Le Premier ministre hongrois Viktor Orban s'est livré à une bataille acharnée avec l'ancienne chancelière allemande Angela Merkel sur la politique d'immigration, cherchant à empêcher les immigrants d'entrer en Hongrie tout en se positionnant comme un défenseur des valeurs européennes dans un conflit mondial entre chrétiens et non-chrétiens.
Dans le cas de la Bulgarie, au cours des dernières années, le pays a accepté relativement peu de réfugiés fuyant les conflits, tout en érigeant des barrières pour décourager l'immigration. Les remarques de M. Petkov ont suscité une réaction immédiate des critiques qui l'ont accusé d'appliquer un double standard humanitaire, en donnant la priorité à l'aide aux chrétiens blancs plutôt qu'à la responsabilité collective de l'Europe d'aider les autres personnes souffrant de privations et d'abus similaires. En avril 2020, la Cour européenne de justice a jugé que la Pologne, la Hongrie et la République tchèque n'avaient pas respecté leur part d'un accord de l'Union européenne visant à répartir entre leurs pays 160 000 demandeurs d'asile qui s'étaient rendus en Grèce et en Italie.
« Quelle honte », a ainsi écrit sur Twitter Theodora Dragostinova, professeur d'histoire associé à l'Ohio State qui étudie l'Europe de l'Est « Incroyable de la part du prodige éduqué à Harvard en quête d'élever le standing international du pays ».
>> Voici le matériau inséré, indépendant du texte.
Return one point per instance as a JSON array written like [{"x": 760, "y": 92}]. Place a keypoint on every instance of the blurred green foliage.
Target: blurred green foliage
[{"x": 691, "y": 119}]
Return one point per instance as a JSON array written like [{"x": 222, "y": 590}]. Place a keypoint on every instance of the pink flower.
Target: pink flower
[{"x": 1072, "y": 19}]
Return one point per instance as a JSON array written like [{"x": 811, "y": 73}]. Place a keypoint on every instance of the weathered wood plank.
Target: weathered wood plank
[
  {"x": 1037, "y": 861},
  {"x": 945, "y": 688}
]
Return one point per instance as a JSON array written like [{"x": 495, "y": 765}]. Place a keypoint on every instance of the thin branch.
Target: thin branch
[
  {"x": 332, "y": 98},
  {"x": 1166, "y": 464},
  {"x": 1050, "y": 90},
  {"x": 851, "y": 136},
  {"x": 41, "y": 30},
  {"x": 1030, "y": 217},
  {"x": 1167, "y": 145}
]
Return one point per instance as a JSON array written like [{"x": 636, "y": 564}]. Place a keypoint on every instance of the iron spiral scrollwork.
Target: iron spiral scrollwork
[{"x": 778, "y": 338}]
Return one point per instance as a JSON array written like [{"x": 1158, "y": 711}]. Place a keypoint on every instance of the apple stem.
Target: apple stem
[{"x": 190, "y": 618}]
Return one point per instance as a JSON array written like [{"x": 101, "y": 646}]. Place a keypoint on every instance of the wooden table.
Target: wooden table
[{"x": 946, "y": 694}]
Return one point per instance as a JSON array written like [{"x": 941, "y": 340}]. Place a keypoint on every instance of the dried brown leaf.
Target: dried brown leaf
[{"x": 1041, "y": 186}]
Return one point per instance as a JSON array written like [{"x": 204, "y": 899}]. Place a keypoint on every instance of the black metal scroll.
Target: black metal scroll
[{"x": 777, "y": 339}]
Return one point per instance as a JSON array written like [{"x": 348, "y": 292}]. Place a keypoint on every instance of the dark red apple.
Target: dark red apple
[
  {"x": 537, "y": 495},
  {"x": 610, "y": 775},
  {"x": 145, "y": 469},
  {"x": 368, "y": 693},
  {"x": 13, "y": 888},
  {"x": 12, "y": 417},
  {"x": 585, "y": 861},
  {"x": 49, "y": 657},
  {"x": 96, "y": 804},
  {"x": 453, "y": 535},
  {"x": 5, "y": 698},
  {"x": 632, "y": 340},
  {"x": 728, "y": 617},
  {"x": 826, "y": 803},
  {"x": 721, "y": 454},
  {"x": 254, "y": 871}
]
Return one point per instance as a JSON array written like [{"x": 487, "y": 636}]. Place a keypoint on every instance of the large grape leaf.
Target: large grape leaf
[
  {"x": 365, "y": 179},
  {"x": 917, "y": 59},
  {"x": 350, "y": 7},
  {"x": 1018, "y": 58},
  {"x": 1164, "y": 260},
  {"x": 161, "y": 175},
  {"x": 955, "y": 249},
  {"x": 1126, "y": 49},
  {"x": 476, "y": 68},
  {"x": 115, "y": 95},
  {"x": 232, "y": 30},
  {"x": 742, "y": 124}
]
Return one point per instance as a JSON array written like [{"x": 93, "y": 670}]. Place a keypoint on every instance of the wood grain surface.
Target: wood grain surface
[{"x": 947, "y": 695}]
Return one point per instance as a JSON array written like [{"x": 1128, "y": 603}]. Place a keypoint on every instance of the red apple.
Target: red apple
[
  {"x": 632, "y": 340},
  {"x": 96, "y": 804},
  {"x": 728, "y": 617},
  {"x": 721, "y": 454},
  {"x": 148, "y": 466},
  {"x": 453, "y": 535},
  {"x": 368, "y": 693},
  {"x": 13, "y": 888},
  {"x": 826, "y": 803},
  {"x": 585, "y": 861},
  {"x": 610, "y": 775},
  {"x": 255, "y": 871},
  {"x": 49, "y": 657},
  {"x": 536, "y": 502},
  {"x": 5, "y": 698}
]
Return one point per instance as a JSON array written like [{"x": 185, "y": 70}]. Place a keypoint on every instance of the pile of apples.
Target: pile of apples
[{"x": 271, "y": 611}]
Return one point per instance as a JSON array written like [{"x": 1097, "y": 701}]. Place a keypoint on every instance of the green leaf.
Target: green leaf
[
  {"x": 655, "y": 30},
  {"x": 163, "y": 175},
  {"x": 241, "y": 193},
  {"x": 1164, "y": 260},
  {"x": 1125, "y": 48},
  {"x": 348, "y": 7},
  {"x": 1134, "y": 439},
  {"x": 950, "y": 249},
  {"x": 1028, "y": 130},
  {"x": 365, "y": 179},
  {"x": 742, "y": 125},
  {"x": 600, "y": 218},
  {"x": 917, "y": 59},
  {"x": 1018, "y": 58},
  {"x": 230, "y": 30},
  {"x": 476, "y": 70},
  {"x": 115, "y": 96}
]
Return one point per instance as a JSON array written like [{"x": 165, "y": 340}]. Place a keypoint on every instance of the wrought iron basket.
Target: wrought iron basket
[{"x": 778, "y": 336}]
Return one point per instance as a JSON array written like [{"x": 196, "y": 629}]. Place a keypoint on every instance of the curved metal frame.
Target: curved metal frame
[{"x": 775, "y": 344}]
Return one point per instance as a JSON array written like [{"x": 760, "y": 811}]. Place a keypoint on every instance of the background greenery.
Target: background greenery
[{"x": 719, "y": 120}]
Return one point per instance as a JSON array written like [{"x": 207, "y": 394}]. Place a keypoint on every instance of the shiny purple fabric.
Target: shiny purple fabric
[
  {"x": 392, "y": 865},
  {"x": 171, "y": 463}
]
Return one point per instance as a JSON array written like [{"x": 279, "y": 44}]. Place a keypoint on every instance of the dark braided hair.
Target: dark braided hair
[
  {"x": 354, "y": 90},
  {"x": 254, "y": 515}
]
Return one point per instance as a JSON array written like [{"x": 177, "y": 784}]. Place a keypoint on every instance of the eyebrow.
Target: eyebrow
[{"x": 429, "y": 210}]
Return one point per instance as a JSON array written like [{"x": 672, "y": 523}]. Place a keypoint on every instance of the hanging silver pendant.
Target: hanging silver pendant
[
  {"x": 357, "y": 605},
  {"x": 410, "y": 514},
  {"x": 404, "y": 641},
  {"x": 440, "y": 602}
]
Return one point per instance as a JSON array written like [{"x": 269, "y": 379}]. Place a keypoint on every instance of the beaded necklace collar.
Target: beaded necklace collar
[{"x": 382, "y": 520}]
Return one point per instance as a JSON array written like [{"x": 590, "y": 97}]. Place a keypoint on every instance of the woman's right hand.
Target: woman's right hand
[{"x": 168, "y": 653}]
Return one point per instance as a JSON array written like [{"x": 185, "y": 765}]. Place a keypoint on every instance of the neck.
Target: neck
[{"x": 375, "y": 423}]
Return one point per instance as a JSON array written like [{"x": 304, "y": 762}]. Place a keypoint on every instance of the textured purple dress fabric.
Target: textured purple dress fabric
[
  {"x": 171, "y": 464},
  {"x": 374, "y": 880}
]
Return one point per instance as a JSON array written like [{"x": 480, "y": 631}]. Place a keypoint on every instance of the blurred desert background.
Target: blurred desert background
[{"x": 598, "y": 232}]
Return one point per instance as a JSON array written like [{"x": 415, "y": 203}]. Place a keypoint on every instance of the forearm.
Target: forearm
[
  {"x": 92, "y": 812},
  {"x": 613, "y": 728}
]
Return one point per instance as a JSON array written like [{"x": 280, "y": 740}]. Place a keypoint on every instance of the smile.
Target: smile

Quelle honte, aussi, en France. Les récents propos de Jean-Louis Bourlanges, Président de la commission des Affaires étrangères de l'Assemblée nationale, vantant, à propos des réfugiés ukrainiens à venir, « une immigration de grande qualité dont on pourra tirer profit » (Lire sur mon blog Mediapart), n’ont suscité la moindre indignation au sein de la classe politique. Donc, dans la France de 2022, la déclaration parfaitement discriminatoire d’un haut responsable de l’Assemblée nationale semble passer comme une lettre à la poste.
Pourtant, partout en France, la solidarité s’organise (article à venir). Avec d’ores et déjà, des bémols. Sans surprise, Franck Briffaut, le maire (extrême droite) de Villers-Cotterêts, dans l’Aisne, indique que sa commune (11.000 habitants) « n’a pas beaucoup de structure pour accueillir des réfugiés » et qu’il n’acceptera d’accueillir des familles de réfugiés que si le Préfet s’engage à ce que « les personnes qui fuient les combats regagnent leur pays ensuite ».
Faut-il rappeler que le droit d’asile n’est pas à géométrie variable ? Apparemment, oui.